Figure 1. Paleosols and sandstone beds in the basal Nacimiento Formation in the Bisti/De-Na-Zin Wilderness Area. Photo shows the stratigraphic interval chosen to assess sequence stratigraphic stacking patterns and paleosols.

Sequence stratigraphic, paleoenvironmental, and paleoclimate analyses. PhD student Adam Davis has been working to develop a sequence stratigraphic framework for the early Paleocene Nacimiento Formation in the Bisti-De-Na-Zin Wilderness area during the Puercan 2 land mammal age (Figure 2).  Six stratigraphic sections across on ~1 km transect have been measured and fluvial aggradational cycles (FACs) were documented in each section (Figure 2).  Analyses of these sections indicate the occurrence of eight distinct pedotypes that vary in stratigraphic occurrence across the landscape.  The paleosols and depositional facies change temporally through the section and indicate changes in landscape position relative to a major drainage system up section (Figure 3).    

Samples from paleosols from each section were processed for bulk geochemistry to reconstruct paleoclimate for the sequence.  The elemental concentrations were used to estimate mean annual paleoprecipitation (MAP) and mean annual temperature (MAT) using paleosol-based transfer functions.  MAP estimates for the paleosols range from ~100 – 165 cm/year and relatively invariant through the stratigraphic sequence.  MAT estimates range from ~9.0 – 15 °C.  Based on fossil leaf estimates and the composition of the vertebrate faunas from this stratigraphic interval, the MAT estimates are likely minimum estimates for temperature. 

Our results thus far indicate that while there were changes in environments of deposition, there was no major climatic change between the Puercan 2 (Pu2) and Puercan 3 (Pu3) North America Land Mammal “ages”.  This suggests that climate change is unlikely to be the driver of the mammalian species turnover between Pu2 and Pu3.  Future laboratory analyses of paleosol samples collected from Mesa de Cuba and Kimbeto Wash will help to determine if the changes in environments of deposition noted in the Bisti/De-Na-Zin Wilderness area were regionally significant and the potential role climate and environmental change played in influencing mammalian turnover.

Figure 2. Panorama photographs of outcrop studied in the Bisti/De-Na-Zin Wilderness Area from north (A) to west (B) with measured section transects plotted in red and hill tops emphasized with black lines.

Figure 3. Panorama photographs of Photopan Outcrop (A and C) and interpreted architectural element and facies designations plotted on the outcrop (B and D). Measured section paths are given by red lines and measured section numbers are given above or below.

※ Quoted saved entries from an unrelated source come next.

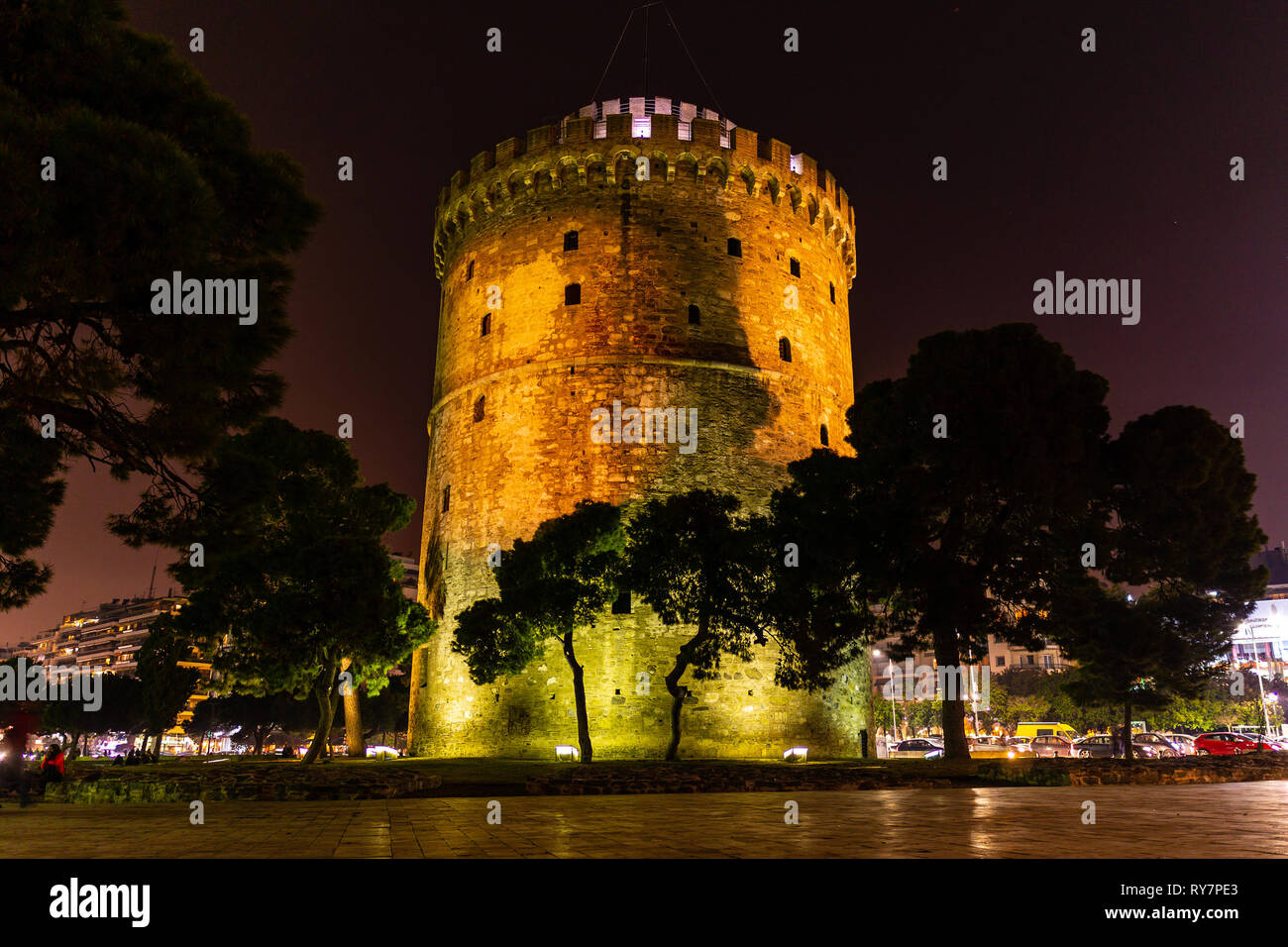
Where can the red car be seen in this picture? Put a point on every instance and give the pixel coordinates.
(1228, 744)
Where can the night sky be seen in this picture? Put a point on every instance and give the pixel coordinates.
(1113, 163)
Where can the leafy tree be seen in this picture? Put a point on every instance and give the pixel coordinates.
(553, 585)
(154, 172)
(296, 577)
(30, 492)
(386, 711)
(1181, 528)
(971, 476)
(696, 564)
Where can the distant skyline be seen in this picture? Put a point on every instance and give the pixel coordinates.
(1113, 163)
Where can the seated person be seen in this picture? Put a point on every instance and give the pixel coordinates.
(52, 767)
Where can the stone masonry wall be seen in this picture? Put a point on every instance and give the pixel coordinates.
(645, 253)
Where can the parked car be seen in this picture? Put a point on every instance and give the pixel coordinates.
(1227, 744)
(986, 748)
(919, 748)
(1052, 745)
(1263, 742)
(1096, 746)
(1162, 746)
(1184, 742)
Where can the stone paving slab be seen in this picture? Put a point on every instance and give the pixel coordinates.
(1203, 821)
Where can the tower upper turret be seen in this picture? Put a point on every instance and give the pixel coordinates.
(604, 138)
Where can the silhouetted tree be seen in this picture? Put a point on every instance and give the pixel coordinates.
(1181, 527)
(696, 564)
(153, 172)
(550, 586)
(973, 478)
(296, 575)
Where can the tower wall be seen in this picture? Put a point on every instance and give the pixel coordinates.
(647, 250)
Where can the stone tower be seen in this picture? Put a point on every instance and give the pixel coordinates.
(711, 275)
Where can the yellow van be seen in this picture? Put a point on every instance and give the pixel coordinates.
(1044, 729)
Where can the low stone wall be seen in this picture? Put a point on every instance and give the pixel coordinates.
(236, 781)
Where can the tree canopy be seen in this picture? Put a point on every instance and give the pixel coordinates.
(120, 166)
(295, 575)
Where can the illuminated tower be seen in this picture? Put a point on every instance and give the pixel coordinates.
(711, 275)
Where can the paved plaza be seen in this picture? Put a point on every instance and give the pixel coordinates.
(1020, 822)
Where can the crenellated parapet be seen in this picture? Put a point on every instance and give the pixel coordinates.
(599, 146)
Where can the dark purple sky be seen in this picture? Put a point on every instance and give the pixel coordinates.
(1106, 165)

Professional development. During the second year of the project, this project has provided valuable training and career advancement for the PI and students.  The supported work has advanced the PI’s research into a new direction assessing paleosols and sequence stratigraphy.  PhD student Davis has been engaged in the project in a supervisory role and has gained valuable experience working with and mentoring undergraduates.  PhD student Caitlin Leslie has also engaged in this project and has gained valuable field and laboratory experience.  Two undergraduate students worked on this project and gained valuable laboratory research experience.